The idea of ​​AI wearables is not new. It may have been long enough for Silicon Valley to forget the debacle of Google Glass, the AI-powered headset that the search company launched in 2013 but largely abandoned just two years later. But Human's response will only fuel suspicions that the latest attempts to restart Glass are another manifestation of the AI ​​funding bubble.

Hardware, Silicon Valley investors like to say, is hard. This is the reason why most of them prefer to invest in software. Startups making devices rather than apps need to wrangle supply chains and working capital, putting a financial burden on an inherently risky enterprise.

Inventing new hardware categories has proven difficult even for the wealthiest big tech companies. Amazon and Google's smart speakers, while selling in the millions, have failed to become more than alternatives to radios and egg timers.
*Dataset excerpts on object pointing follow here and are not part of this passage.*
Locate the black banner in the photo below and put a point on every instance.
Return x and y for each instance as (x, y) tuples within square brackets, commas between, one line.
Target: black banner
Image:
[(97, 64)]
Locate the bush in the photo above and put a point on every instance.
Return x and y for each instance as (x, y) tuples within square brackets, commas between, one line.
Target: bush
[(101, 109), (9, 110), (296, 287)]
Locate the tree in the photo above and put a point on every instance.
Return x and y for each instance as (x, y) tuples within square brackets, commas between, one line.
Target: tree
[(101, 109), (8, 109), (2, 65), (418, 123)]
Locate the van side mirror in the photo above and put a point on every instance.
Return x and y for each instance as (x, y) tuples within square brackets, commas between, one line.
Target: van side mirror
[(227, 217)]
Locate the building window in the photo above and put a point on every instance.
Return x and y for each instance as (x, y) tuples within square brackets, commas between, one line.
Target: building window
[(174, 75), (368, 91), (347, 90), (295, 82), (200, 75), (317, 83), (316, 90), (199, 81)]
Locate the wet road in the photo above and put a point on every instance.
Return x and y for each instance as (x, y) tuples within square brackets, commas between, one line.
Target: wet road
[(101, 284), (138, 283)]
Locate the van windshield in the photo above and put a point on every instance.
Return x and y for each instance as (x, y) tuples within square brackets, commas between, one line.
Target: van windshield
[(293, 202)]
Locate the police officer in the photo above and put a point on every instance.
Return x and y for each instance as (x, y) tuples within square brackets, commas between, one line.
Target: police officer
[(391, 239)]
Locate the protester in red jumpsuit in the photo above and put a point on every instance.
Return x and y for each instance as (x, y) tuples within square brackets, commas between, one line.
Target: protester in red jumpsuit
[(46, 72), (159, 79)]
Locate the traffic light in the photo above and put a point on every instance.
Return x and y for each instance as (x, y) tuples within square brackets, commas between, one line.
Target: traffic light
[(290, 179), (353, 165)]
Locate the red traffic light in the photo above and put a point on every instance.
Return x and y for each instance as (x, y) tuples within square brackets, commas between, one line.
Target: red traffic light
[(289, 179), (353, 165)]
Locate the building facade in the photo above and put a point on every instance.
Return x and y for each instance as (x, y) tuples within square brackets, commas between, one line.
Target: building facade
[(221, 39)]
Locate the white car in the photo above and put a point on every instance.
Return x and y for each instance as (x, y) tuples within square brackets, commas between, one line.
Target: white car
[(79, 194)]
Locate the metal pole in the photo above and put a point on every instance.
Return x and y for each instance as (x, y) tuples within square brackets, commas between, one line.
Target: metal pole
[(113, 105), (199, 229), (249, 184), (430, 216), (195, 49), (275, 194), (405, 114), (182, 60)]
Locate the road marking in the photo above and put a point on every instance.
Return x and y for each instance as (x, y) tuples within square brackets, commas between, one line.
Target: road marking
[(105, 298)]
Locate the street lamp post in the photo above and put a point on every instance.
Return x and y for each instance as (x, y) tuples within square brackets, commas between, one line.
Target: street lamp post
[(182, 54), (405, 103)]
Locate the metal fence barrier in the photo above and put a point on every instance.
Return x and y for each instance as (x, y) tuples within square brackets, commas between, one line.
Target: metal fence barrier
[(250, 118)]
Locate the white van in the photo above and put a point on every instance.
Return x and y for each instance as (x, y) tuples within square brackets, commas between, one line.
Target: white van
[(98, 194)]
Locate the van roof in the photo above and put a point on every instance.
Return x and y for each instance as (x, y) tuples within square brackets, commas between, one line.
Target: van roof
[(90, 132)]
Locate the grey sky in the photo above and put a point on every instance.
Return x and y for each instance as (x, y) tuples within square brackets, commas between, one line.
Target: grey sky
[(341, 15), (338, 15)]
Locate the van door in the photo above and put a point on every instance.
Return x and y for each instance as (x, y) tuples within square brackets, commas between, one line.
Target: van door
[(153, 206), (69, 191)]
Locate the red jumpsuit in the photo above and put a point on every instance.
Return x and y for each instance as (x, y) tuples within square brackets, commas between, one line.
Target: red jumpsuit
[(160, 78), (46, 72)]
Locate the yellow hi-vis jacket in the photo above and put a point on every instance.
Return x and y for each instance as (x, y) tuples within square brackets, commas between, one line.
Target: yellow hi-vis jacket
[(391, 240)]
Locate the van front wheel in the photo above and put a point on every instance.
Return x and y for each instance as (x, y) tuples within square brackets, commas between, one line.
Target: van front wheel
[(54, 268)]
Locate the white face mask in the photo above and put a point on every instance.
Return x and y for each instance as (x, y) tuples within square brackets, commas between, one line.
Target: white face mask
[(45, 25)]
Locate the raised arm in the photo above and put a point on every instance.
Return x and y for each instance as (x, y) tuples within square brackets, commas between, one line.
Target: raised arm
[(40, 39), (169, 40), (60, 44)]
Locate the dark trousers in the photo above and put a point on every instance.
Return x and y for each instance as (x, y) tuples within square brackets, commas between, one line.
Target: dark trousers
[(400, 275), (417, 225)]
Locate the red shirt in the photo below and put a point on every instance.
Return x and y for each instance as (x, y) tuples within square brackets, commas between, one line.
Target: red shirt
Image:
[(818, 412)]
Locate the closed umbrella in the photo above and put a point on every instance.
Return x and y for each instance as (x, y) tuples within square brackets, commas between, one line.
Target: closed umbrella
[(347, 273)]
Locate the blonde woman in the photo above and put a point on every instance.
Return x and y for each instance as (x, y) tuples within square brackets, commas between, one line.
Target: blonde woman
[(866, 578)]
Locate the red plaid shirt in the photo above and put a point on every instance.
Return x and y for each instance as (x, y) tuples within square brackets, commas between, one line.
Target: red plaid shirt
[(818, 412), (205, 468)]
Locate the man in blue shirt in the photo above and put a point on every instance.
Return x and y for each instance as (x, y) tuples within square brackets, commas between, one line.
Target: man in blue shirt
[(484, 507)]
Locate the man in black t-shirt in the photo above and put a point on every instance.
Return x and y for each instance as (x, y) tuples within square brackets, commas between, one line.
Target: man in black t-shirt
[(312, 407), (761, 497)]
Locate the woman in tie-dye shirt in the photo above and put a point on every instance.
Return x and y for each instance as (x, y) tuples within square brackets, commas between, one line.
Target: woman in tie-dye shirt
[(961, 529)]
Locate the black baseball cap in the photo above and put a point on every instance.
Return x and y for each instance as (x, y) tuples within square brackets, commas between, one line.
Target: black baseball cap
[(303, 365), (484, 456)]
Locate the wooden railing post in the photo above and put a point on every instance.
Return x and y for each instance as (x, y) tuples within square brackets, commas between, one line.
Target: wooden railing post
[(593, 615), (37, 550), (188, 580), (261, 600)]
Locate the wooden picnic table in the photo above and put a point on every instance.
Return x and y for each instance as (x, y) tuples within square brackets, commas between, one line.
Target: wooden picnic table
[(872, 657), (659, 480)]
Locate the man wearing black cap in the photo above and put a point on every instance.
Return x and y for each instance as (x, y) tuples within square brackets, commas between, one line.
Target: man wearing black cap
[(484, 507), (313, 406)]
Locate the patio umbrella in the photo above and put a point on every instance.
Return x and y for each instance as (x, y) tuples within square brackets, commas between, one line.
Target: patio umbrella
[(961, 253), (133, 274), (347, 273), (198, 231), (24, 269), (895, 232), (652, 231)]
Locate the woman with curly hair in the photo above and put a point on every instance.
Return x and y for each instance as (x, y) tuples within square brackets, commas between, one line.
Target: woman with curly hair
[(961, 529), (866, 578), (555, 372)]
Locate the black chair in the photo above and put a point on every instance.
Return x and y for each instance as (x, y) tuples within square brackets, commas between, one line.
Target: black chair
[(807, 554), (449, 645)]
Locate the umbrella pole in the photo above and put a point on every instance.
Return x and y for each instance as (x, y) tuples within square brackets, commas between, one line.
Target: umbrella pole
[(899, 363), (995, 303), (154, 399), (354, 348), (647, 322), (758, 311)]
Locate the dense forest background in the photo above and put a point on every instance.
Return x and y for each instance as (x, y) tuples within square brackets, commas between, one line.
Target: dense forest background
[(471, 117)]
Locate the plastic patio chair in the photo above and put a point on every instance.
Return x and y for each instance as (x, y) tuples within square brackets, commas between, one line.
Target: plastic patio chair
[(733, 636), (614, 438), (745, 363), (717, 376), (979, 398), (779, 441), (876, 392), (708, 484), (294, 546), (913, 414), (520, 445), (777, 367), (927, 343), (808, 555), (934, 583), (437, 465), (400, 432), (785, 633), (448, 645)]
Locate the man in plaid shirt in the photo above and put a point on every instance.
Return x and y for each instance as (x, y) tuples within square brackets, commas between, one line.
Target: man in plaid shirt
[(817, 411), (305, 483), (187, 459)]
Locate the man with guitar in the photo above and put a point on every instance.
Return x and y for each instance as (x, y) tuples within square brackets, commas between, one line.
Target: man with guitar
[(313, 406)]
Meta has sunk tens of billions of dollars into its virtual reality business, with little to no revenue.

At least virtual reality headsets offer something — complete digital immersion — that smartphones can't. It's less clear whether the latest AI gadgets offer a real advantage over just using an app.

Their advocates argue that they offer a cure for smartphone addiction and doom scrolling — a way to take our eyes off our screens and make us more “present,” without giving up immediate access to information or social connections. . They also say that by embedding cameras and microphones into glasses or seeds, AI can “see” what its user sees and hear what they hear. This “multimodal AI” could, in theory, answer questions, identify objects and signs, or translate text.

Meta recently expanded its Ray-Ban smart glasses, which pack a camera, microphone and speaker into a lightweight frame. Piggybacking on classic Ray-Ban designs is a smart way to smuggle AI devices into the mainstream. But for those who don't want cameras in their faces, the voice-activated ChatGPT mobile app seems to work for many queries as well.

Seventeen years into the era of the iPhone, the smartphone has become indispensable to more than half of the world's population. And the increasing ubiquity of wireless headphones makes them a more likely interface for AI assistants than smart glasses or badges. Human frustration shows just how far AI has to go before it replaces the endless utility of the smartphone. For the foreseeable future, the best AI device is the one already in your pocket.